In addition to his coordinator duties, Long will coach the tight ends, replacing Chris Wiesehan, who left Tech to coach the offensive line at Temple, where he had coached five seasons before coming to Tech with Collins. Leonard and Deveney both return, as do Billy Ward and Ben Postma.

“From film, the talent’s there,” Long said. “We’ve just got to be able to get them going and playing at a higher level. But I think they’re excited about it. You’re going to play better when you touch the ball a little more, too. I think they’re really excited about the direction of the offense.”

Tech has also added a tight end out of the transfer portal, Luke Benson from Syracuse. Benson, who played in 34 games with 10 starts in three seasons, has two years of eligibility remaining.

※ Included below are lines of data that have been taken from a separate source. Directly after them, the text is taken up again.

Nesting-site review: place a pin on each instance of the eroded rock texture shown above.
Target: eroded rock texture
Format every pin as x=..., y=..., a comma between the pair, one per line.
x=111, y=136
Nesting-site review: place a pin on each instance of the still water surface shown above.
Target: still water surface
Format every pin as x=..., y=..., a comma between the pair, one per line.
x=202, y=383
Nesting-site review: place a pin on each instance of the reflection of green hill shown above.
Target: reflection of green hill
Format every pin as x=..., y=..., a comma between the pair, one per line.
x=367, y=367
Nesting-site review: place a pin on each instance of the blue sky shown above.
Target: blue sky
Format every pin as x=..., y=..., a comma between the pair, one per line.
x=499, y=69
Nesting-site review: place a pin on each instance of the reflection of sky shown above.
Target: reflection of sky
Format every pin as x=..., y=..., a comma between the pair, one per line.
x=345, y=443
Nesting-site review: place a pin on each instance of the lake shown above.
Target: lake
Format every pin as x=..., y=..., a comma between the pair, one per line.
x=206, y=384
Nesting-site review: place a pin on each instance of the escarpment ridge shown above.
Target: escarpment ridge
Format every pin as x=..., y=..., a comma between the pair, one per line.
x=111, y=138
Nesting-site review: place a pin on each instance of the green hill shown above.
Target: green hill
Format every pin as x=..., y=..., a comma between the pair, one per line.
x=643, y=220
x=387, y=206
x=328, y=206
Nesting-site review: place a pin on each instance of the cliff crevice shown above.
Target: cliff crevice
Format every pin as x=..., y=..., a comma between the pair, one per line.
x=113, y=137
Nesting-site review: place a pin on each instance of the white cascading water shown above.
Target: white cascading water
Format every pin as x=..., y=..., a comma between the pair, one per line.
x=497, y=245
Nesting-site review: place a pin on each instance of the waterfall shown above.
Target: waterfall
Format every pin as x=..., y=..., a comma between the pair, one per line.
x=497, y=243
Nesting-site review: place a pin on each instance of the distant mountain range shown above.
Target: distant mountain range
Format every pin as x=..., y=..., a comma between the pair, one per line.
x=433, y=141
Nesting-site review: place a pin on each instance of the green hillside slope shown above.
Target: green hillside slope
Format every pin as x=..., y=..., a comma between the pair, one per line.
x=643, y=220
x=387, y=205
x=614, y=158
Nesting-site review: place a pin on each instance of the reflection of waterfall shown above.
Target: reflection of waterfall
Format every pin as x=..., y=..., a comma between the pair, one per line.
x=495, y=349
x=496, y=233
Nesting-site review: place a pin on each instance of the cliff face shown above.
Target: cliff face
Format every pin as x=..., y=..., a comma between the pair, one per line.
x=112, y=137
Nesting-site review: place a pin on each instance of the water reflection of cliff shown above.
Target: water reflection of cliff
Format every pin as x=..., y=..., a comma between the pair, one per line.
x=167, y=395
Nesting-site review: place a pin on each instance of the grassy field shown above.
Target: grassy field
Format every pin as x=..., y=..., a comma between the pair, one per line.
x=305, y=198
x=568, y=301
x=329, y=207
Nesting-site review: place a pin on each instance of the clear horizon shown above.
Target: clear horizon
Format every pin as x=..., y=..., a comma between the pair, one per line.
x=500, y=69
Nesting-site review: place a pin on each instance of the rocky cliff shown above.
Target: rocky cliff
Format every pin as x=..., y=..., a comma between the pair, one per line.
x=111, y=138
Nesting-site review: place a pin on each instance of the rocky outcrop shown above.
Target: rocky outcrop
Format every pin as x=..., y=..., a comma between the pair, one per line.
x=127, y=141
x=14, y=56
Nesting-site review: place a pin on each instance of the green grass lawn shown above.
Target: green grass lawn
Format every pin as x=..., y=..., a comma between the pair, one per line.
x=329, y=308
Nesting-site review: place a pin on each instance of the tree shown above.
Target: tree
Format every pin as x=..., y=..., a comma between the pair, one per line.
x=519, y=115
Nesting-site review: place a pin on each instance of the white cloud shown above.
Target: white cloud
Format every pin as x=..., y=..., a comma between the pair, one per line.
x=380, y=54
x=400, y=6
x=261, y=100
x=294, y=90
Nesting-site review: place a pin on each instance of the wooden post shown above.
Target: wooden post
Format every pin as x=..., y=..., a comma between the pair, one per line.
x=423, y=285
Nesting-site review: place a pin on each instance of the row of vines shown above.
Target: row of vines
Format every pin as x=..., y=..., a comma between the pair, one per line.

“Luke is impressive, just his athleticism,” Long said. “He was a gunner on the punt team (at Syracuse). At his size, you don’t usually see that in major college football. So that really excited me. I think he gives us an extra gear to own the middle of the field that you always like to have at the tight end position. And just another guy who can make things happen with the ball in his hands.”

Other tidbits that Long shared:

Officially hired on Dec. 5, Long flew down to Jacksonville, Fla., soon after to visit with quarterback Jeff Sims and his family to introduce himself and the offense. Long made the trip at least in part to try to head off the possibility of Sims going into the transfer portal.

“If you’re not recruiting your own team, someone else is,” Long said. “That’s just the new reality of college football. Relationships matter.”

Long said he was eager to work with Sims, whom he called “an extremely talented young man.” He’ll compete with incoming transfer Zach Gibson and incoming freshman Zach Pyron.

Said Long of Sims, “When the offense rolls out there, he’s going to be the first guy going. But we want to have great competition at all spots. It’s his job, but he has to maintain it, and he has to compete and work at the level that we expect the starting quarterback to work at.”

Long was connected with the job through Tech general manager Patrick Suddes and offensive line coach Brent Key, whom Long said are two of his closer friends in the business. Suddes and Long worked together at Arizona State 2014-15 when Suddes was an assistant athletic director over recruiting and Long was tight ends coach and recruiting coordinator.

Long said that when they reached out to him about the opening – he was finishing his first season at Tulane as offensive coordinator – he was “absolutely” interested. He said that he has always had respect for Tech, it was closer to his hometown of Birmingham, Ala., and “it gave me an opportunity to work with two guys that I respect immensely in this profession. You don’t always get the opportunity to do that, and didn’t want to miss that.”